Gita ideale in autunno, in quanto tutta al sole.

descrizione itinerario:
Dal parcheggio di fronte alla chiesa, percorrere la via in salita alla sua destra e dopo pochi metri svoltare a sinistra superando il ponte di legno ed imboccando una strada sterrata che raggiunge alcune frazioni, attraversa una bella faggeta per poi terminare all'ameno Pian d'Attia 1393 m, con bella vista sulla vicina Uja di Mondrone .
Da qui piegare a destra sul sentiero (cartello) che sale con buona pendenza in mezzo a larici e faggi fino a giungere all'Alpe d'Attia 1741 m, ancora usata dai margari.
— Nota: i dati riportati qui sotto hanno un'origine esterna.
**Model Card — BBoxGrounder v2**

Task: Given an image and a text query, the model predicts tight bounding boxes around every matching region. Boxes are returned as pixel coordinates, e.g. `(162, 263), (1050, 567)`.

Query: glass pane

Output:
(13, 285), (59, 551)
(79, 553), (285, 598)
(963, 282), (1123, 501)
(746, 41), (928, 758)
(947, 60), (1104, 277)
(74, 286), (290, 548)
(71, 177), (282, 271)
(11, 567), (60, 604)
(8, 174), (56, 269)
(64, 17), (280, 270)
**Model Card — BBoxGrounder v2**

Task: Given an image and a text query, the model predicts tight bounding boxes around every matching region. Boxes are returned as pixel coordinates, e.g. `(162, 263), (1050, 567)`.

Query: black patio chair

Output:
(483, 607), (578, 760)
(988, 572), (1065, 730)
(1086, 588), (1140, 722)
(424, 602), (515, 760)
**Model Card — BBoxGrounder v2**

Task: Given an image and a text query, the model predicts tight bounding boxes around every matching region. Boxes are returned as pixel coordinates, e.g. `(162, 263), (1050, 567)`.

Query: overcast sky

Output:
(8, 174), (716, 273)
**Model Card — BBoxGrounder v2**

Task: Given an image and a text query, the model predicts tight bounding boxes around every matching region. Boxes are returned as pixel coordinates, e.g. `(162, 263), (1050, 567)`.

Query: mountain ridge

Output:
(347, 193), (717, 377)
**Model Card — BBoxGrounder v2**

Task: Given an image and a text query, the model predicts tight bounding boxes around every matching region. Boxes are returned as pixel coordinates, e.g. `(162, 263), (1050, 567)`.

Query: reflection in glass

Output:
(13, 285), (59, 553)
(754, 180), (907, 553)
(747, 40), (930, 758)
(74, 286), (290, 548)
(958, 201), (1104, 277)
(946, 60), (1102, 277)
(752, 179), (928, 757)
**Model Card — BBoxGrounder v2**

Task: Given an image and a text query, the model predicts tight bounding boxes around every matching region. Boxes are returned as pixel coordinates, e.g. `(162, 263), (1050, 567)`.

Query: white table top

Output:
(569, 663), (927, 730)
Proseguire sul sentiero dietro le baite che piega a destra entrando nel valloncello. Costeggia il rio che vi scorre, per poi portarsi sulla sinistra, salire con parecchi tornanti e raggiungere il colle con un ultimo traverso verso est.
Dal colle scendere di circa 30 m sul versante Val Grande, puntando a destra a un gruppetto di stenti alberelli posti al termine della dorsale dello spuntone appena dopo il colle.
Dagli alberi si trova una piccola traccia fra i rododendri in decisa salita verso destra, che attraversa poi, lastricata, la pietraia, sale su una gradinata in pietra e raggiunge al dorsale oltre lo spuntone.
Da qui , tenendosi sulla cresta verso sud-est, si sale prima dolcemente poi con pendenze elevate su esile traccia, raggiungendo in breve la vetta erbosa.